Kavier: Exploring Performance, Sustainability, and Efficiency of LLM Ecosystems under Inference through Cache-Aware Discrete-Event Simulation

Large Language Models (LLMs) are widely used by our increasingly digitalized society, but raise sustainability, performance, and financial concerns, especially as inference workloads grow. To improve the design and operation of LLM ecosystems, we envision simulators and simulation-based digital twins becoming primary decision-making tools. LLM ecosystems leverage many heterogeneous components, making simulation a non-trivial, yet critical operation. The simulation challenge is exacerbated by the absence of a comprehensive reference architecture of LLM ecosystems; the lack of such a conceptual model can be costly and could misguide the designers and engineers. Without a reference architecture, even the most experienced stakeholders could tinker in researching, engineering, or maintaining LLM ecosystems. In this work, we bring a three-fold contribution to the scientific community. Firstly, we synthesize, propose, and validate a reference architecture (RA) of LLM ecosystems under inference. Then, adhering to the reference architecture, we design Kavier, the first simulation instrument able to predict the performance, sustainability, and efficiency of LLM ecosystems under inference, through discrete-event and cache-aware simulation, focusing on Key-Value-(KV-)Caching and prompt prefix caching policies. Through experiments with a Kavier prototype and real-world traces, (i) we measure the accuracy of Kavier and its performance in massive-scale simulations, (ii) we compare the performance of different KV-Caching policies, and (iii) we analyze the performance, sustainability, and efficiency of LLM ecosystems under various prefix caching policies. Overall, we show that Kavier enables operators, researchers, and engineers to predict LLM ecosystems in a time, performance, and cost-efficient way.
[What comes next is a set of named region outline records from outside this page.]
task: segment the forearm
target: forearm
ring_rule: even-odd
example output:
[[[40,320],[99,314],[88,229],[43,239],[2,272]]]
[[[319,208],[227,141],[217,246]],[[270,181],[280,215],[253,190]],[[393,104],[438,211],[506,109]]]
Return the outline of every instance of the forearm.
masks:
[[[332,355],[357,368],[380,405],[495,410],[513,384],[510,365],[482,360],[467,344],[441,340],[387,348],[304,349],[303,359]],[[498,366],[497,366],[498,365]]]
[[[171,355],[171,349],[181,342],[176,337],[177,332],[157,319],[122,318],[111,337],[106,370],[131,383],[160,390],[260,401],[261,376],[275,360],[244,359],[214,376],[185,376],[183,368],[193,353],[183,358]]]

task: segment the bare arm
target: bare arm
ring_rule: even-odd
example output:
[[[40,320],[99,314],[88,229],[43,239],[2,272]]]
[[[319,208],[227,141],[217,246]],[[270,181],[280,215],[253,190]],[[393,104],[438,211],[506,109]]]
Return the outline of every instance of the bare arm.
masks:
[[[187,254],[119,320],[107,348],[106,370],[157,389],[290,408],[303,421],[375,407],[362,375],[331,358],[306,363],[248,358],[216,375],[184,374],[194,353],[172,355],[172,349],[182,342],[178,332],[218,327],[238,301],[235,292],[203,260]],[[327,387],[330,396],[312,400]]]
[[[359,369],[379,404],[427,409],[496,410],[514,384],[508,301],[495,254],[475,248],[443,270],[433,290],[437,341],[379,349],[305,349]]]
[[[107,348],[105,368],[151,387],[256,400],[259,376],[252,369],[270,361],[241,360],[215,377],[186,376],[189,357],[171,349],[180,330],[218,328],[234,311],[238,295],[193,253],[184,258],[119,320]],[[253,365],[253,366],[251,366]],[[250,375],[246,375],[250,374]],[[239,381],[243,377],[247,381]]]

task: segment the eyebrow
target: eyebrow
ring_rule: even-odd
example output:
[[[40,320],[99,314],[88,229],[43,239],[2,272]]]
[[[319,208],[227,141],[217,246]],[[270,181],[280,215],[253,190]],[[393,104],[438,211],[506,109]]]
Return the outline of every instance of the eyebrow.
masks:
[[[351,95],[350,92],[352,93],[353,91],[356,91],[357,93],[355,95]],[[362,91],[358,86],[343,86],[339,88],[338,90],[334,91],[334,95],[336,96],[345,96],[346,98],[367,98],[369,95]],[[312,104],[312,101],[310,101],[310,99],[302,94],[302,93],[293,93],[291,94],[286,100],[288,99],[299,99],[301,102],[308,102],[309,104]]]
翻译：摘要：大语言模型（LLMs）已被日益数字化的社会广泛使用，但随着推理工作负载的增长，其在可持续性、性能和成本方面引发了关注。为改善LLM生态系统的设计与运营，我们设想将模拟器及基于模拟的数字孪生作为主要决策工具。LLM生态系统利用了大量异构组件，这使得模拟成为一项复杂但至关重要的操作。由于缺乏LLM生态系统的综合参考架构，模拟挑战更为严峻；这一概念模型的缺失可能代价高昂，并误导设计者与工程师。缺乏参考架构时，即便是最有经验的相关方也可能在LLM生态系统的研究、工程或维护中陷入盲目探索。在本工作中，我们为科学界带来三项贡献：首先，我们综合、提出并验证了推理场景下LLM生态系统的参考架构（RA）；其次，遵循该参考架构，我们设计了Kavier——首个能够通过离散事件与缓存感知模拟（聚焦键值缓存及提示前缀缓存策略）预测推理场景下LLM生态系统性能、可持续性与效率的仿真工具。通过Kavier原型及真实世界轨迹的实验，我们（i）评估了Kavier的准确性及其在大规模模拟中的性能，（ii）比较了不同键值缓存策略的性能，（iii）分析了不同前缀缓存策略下LLM生态系统的性能、可持续性与效率。总体而言，我们证明Kavier使运营商、研究人员和工程师能够以时间、性能和成本高效的方式预测LLM生态系统。